Estoy en Nájera, un bonito pueblo de La Rioja que hace mil años llegó a ser reino. Esta mañana he salido a pasear para conocer el lugar a donde me ha conducido el destino, ya veremos por cuánto tiempo.
La parte histórica se apiña en torno al monasterio de Santa María la Real, y todo el conjunto queda bajo la protección de una ladera montañosa salpicada de pequeñas cuevas cuyo origen no he acabado de descifrar.
Me he acercado al paseo que discurre paralelo al río, el Najerilla, que marca la división entre la Nájera moderna e industrial y la histórica. Hay varios puentes que lo atraviesan. Desde lo alto de uno de ellos he paseado la mirada por todo el entorno, y lo que me ha llamado más la atención no ha sido el paisaje, sino una anciana que se encontraba en el banco más cercano a mi ubicación.
Podía distinguir sus facciones con claridad.
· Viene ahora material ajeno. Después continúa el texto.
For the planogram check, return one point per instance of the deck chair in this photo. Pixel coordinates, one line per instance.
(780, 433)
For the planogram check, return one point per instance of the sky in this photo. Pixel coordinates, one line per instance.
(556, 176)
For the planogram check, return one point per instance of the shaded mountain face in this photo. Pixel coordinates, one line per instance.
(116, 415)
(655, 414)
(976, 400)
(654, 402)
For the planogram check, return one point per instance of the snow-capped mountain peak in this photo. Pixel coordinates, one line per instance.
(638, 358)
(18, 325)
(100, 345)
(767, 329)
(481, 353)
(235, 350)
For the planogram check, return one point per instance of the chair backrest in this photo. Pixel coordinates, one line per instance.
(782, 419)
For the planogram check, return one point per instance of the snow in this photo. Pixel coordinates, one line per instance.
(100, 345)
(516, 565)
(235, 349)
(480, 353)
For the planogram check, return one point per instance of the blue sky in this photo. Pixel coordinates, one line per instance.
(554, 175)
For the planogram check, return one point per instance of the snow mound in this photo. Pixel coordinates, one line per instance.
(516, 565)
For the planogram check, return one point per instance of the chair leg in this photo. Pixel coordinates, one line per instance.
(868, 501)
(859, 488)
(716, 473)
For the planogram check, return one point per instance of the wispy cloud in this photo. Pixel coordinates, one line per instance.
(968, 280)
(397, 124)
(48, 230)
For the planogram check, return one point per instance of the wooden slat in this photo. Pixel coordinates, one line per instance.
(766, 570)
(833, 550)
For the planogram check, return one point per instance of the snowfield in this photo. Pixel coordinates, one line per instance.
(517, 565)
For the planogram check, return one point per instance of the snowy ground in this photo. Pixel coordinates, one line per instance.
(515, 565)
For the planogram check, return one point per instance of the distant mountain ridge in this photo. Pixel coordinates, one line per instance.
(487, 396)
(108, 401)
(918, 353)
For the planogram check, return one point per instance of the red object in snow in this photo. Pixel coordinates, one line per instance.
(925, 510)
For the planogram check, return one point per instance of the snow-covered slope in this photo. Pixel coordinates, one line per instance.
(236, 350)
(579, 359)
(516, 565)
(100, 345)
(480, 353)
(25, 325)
Profundas arrugas surcaban su rostro y tenía el pelo completamente blanco, recogido en dos largas trenzas que reposaban en su pecho y casi le llegaban hasta la cintura. La nariz aguileña y unos ojos oscuros de mirada profunda acababan por darle el inconfundible aspecto de una india americana. Vestía un abrigo de colores vivos y sonreía dejando entrever una dentadura aparentemente perfecta. Debía tener más de ochenta años, pero mi impresión es que se sentía joven, probablemente mucho más que yo.
Sin embargo, su aspecto no era lo más llamativo, sino el hecho de que estaba rodeada de una multitud de gatos de todos los colores y tamaños, que la acompañaban en su baño de sol primaveral. Parecía una estampa sacada de un cuento.
He estado un rato observándolos, y he contado hasta veinticuatro gatos. Los más jóvenes jugaban a revolcarse o a perseguir moscas y mariposas, mientras que los adultos descansaban junto a la anciana, en el mismo banco, sobre sus piernas, o enroscados a sus pies. La mujer los acariciaba y les susurraba palabras que juraría que los animales comprendían, aunque la mayor parte del tiempo simplemente reposaban en silencio. Al cabo de unos minutos la anciana ha decidido que era hora de marcharse, así que se ha incorporado y, apoyada en un bastón de madera, con pasos cortos y pausados, y rodeada de gatos, se ha dirigido hacia uno de los callejones que se perdían en el interior del pueblo.
Perdido. Así me siento yo…, y lo peor es que no sé si quiero encontrarme.